On Thursday last week the U.S. Supreme Court delivered an astonishing decision that eviscerates the Fifth Amendment's protection of homeowners' property rights. In Kelo v. City of New London, the country's high court ruled, in effect, that a city government could invoke eminent domain to seize property for a private developer. (The City of New London had condemned homes and businesses along the city's waterfront for a new Pfizer pharmaceutical plant.) In other words, if a developer has set his sights on your neighborhood for an office tower or a shopping center and he has the right friends at city hall, the city can condemn your property, give you a few bucks for it, and transfer it to the developer.
The standard that used to prevent this sort of assault on property rights was the "public use" requirement for the exercise of eminent domain. The government had to have a genuinely public purpose for your property such as a highway or a reservoir to legitimately condemn it. Of course, local governments have abused that standard in the past, especially if the targeted property owners were politically weak. But now the Supreme Court's Kelo decision has made what constitutes a "public use" so elastic -- essentially it is whatever the local government deems it -- that hardly any pretense needs to be maintained to allow the government to seize one citizen's property for use by another. All that is needed to make this work is some sort of vaporous promise that the new use will increase jobs or tax revenues.

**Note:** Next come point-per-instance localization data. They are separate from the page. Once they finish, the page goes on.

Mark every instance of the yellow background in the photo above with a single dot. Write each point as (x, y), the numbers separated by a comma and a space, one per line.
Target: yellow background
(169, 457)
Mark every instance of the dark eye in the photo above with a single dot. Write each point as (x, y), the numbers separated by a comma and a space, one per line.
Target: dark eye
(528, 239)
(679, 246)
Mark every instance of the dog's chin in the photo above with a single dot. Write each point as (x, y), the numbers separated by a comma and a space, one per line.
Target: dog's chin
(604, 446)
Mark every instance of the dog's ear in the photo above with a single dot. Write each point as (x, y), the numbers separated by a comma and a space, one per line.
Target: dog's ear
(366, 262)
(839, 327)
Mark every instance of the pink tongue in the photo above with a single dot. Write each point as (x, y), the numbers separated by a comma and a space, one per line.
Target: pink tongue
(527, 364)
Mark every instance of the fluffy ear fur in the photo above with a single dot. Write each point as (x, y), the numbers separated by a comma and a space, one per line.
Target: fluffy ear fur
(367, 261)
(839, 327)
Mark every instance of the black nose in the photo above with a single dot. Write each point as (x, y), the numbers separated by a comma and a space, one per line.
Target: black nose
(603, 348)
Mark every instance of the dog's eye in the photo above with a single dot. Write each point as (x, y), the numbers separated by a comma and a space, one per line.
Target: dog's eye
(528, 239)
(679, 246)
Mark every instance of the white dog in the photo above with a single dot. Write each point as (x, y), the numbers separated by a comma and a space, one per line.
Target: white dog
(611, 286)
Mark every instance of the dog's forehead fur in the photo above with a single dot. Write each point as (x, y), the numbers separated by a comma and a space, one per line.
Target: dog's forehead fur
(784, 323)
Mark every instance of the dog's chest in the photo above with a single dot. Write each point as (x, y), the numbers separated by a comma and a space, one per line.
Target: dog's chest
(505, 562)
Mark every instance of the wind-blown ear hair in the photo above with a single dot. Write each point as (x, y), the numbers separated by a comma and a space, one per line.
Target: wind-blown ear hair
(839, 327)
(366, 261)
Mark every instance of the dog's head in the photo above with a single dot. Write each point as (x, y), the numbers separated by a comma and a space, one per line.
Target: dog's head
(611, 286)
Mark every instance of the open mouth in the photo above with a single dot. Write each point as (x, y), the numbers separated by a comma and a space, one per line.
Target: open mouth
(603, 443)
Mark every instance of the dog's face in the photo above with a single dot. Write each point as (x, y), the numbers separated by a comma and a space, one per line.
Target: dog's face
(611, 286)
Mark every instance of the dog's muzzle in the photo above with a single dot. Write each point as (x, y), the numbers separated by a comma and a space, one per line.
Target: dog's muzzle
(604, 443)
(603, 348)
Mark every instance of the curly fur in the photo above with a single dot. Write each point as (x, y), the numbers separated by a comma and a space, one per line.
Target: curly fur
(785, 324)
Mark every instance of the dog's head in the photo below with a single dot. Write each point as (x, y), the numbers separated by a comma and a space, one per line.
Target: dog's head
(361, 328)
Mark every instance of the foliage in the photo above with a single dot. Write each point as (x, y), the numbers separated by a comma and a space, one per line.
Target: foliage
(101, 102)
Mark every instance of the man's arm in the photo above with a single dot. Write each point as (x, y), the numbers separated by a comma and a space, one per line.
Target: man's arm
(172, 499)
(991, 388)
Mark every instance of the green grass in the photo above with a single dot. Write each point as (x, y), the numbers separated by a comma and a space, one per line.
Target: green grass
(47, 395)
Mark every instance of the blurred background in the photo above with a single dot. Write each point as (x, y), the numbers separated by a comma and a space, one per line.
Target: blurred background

This ruling is an extraordinary increase in the power of local governments. Most of our disputes with government are with city hall, and now the denizens of city hall can intimidate a disgruntled citizen with the threat of losing his home if he doesn't shut up. This threat is even more acute for small businessowners, who are more likely to own storefronts, offices, and plants in areas targeted for redevelopment.
Even if this newfound power were not abused, what justice is there in letting city officials pick and choose who should own which private property? We all know how small-time politicians and bureaucrats get starry-eyed and turn soft-headed when presented with glitzy plans for redevelopment of this neighborhood or that. Think of nonsense like Guv Jen's "Cool Cities" or River City's wannabe bio-tech center "Medical Mile". When they come for your home to build that new office tower or shopping center, do you want the city to have the power to force you off with a check in the amount of your tax assessment? Or do you want the power to say no to no matter how much that private developer is ready to pay?
Fortunately in Michigan, despite the Kelo decision, you still have that power to say no. None of our local governments will be turning into Lootervilles yet. In Kelo the U.S. Supreme Court ruled that even though the Fifth Amendment may no longer protect property owners, individual states can do so through their own constitutions and statutes. Therefore, the decision last year by the Michigan Supreme Court that barred Wayne County from seizing a residential neighborhood for redevelopment into a private industrial park continues to protect Michigan property owners from politically-connected developers.
But don't take too much comfort from this, folks. Keep in mind that the Michigan Supreme Court overturned its notorious Poletown decision of a quarter-century ago that okayed the razing of homes by the City of Detroit to clear the area for a new General Motors plant. If Michigan courts can change the law from black to white in the span of twenty-five years under the same state constitution, there's nothing to stop them flipping again.